C'est le quotidien politico économique, l'Opinion, qui le signale: entre faible participation et scandales compensatoires, nos syndicats sont malades, de dépression sérieuse, et d'anémie graisseuse*, en même temps.

Même leurs dirigeants sont raplapla, quand ils ne sont pas sur un siège éjectable.

Il est vrai que du côté du secteur privé, en porcelaine, ils n'ont pas intérêt à lancer des offensives. Et le défensif n'aboutit qu'à des faillites.

Du côté des services publics, ils rencontrent une résistance, imprévue, depuis longtemps oubliée, mais de retour coriace. Il n'y a plus de sous permettant d'être généreux, et les citoyens ne veulent plus "cracher au bassinet".

Leur discours est toujours le même, mais leurs victimes et leurs adhérents ne les écoutent plus.

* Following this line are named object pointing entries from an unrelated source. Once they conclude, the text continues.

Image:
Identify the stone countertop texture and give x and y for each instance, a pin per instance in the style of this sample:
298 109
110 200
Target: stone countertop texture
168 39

À ces derniers, on explique le risque de faillite, et de perte d'emploi. Ça calme.

Notre système syndical a un point faible, gravement faible: l'adhésion n'est pas obligatoire, mais la réussite d'une revendication, présentée par un syndicat, profite à tous les salariés concernés. À quoi bon en choisir un et cotiser! À quoi bon signer un accord?

Le résultat, tous les syndicats tirent le diable par la queue, et vivent des subsides directs ou indirects de l'État. Un financement malsain.

Bien sûr, elle ne plaira pas à tout le monde, car les mauvaises habitudes sont prises, la solution est de conditionner le bénéfice des "avancées" à l'adhésion à un syndicat signataire. Une conséquence, l'adhésion à un bon syndicat devient préférable à l'économie d'une cotisation.

Ce qui est étrange, c'est que ce modèle, fréquent dans beaucoup de pays, n'est jamais suggéré en France. Patrons et Syndicats semblent en accord tacite sur ce point. Ils s'accommodent de l'absence d'outils de dialogue social. Des bras de fer, et rien d'autre.

Il reste encore au Président Macron et à son Gouvernement du temps pour y penser. Pour des raisons évidentes, ni les patrons, ni les syndicats existants ne s'empresseront d'y réfléchir. L'initiative ne peut être que politique.

Sceptique

*Terme médical périmé, désignant une fatigue intense chez une personne corpulente.